Durante un año, la investigadora produjo en laboratorio los AGV en reactores semicontinuos –o recipientes reactores– y evaluó diversos factores de riesgo operacional que pueden afectarlos, como el tiempo de retención hidráulica –en los que se retienen los residuos en los recipientes– y la tasa de carga orgánica, que es la cantidad de residuos pesqueros más adecuada para generar los ácidos.

“Usamos recipientes de diversos tamaños para retener los residuos; por ejemplo, uno de estos era similar a una botella de 500 ml, y de ahí los fuimos agrandando hasta llegar a 2 litros”, mencionó.

También llevó a cabo la producción de biogás en recipientes pequeños, a partir de los residuos de la producción de AGV. Este sería un proceso innovador, ya que la generación de biogás a partir de vísceras, agallas, escamas y espinas de pescado es un procedimiento aún desconocido.

Los investigadores se sorprendieron cuando comprobaron que con la mezcla de residuos sí es posible obtener estos productos, al generar AGV con los que obtuvieron resultados superiores a los alcanzados con el método tradicional, que es con residuos de comida (entre 20 y 40 gramos por litro).

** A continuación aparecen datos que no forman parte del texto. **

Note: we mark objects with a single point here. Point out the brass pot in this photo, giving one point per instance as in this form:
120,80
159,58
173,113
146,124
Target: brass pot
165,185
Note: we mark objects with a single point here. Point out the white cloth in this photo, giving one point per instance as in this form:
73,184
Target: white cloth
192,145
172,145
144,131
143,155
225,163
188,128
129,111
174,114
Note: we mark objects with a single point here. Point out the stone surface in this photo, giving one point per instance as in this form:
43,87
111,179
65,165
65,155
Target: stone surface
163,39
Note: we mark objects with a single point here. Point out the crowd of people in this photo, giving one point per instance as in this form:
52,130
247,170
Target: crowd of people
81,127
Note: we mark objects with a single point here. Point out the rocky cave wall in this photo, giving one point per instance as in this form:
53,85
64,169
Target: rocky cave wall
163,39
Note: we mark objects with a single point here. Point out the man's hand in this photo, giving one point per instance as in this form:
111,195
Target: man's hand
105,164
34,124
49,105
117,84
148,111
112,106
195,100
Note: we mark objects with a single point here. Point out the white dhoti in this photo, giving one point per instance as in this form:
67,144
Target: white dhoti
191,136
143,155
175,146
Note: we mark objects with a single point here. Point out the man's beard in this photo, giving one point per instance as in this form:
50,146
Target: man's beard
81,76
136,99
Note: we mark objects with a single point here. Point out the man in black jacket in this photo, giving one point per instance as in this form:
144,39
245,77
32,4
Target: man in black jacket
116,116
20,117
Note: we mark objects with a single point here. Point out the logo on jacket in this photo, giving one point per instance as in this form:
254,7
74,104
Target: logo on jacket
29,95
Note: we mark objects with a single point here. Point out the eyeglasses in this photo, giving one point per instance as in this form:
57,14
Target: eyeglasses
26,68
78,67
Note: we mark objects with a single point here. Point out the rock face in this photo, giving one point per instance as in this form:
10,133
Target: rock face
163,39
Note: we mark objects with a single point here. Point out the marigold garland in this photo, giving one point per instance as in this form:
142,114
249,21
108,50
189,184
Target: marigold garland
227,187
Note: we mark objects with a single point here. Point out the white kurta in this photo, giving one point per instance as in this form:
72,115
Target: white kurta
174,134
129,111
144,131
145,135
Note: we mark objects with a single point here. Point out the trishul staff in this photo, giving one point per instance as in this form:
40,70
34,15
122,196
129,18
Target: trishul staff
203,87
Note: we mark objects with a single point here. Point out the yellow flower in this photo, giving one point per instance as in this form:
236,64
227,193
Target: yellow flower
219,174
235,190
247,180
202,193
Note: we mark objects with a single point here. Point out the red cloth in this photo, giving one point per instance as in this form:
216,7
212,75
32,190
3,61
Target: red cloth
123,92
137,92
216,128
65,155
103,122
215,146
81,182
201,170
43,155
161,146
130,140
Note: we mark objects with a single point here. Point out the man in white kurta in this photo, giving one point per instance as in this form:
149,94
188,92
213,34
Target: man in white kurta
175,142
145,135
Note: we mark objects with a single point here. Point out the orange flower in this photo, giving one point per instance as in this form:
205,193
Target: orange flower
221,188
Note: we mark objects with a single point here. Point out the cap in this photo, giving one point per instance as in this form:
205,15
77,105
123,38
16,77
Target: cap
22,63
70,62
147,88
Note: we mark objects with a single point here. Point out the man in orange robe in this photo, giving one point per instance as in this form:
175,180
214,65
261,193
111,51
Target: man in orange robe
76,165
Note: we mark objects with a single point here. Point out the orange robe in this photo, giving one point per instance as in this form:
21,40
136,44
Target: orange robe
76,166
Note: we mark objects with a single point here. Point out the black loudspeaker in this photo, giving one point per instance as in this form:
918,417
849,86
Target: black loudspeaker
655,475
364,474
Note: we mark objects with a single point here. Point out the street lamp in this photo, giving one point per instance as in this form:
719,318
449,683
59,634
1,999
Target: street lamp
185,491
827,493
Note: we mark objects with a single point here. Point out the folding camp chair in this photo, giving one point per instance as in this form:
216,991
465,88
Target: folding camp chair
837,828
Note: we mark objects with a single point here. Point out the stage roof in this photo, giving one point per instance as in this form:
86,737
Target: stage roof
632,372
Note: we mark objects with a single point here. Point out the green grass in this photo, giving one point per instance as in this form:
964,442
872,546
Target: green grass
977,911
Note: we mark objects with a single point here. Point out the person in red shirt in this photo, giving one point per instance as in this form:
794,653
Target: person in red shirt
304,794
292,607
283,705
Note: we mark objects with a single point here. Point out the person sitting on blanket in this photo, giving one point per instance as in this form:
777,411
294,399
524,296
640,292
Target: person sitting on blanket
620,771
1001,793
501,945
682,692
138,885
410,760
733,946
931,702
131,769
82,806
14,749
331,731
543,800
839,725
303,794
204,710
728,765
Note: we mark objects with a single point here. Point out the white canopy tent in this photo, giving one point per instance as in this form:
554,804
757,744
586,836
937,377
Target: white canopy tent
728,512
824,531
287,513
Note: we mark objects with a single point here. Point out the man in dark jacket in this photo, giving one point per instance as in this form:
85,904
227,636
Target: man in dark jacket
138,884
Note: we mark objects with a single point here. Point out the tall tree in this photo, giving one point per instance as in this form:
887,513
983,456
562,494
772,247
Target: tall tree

Por otro lado, en la producción de biogás la investigadora alcanzó un potencial bioquímico de metano por encima de 0,3 metros por kilogramo de sólido volátil adicionado, lo que indica que es un sustrato potencial.

Aunque el biogás con residuos orgánicos es el mecanismo más utilizado y estudiado para la producción de AGV, ahora se podrá contar con los residuos pesqueros para ampliar los estudios de dicha producción, ya que “a mayor concentración de pescado, mayor concentración de ácidos grasos volátiles, un punto a favor a nivel industrial”, afirma la magíster.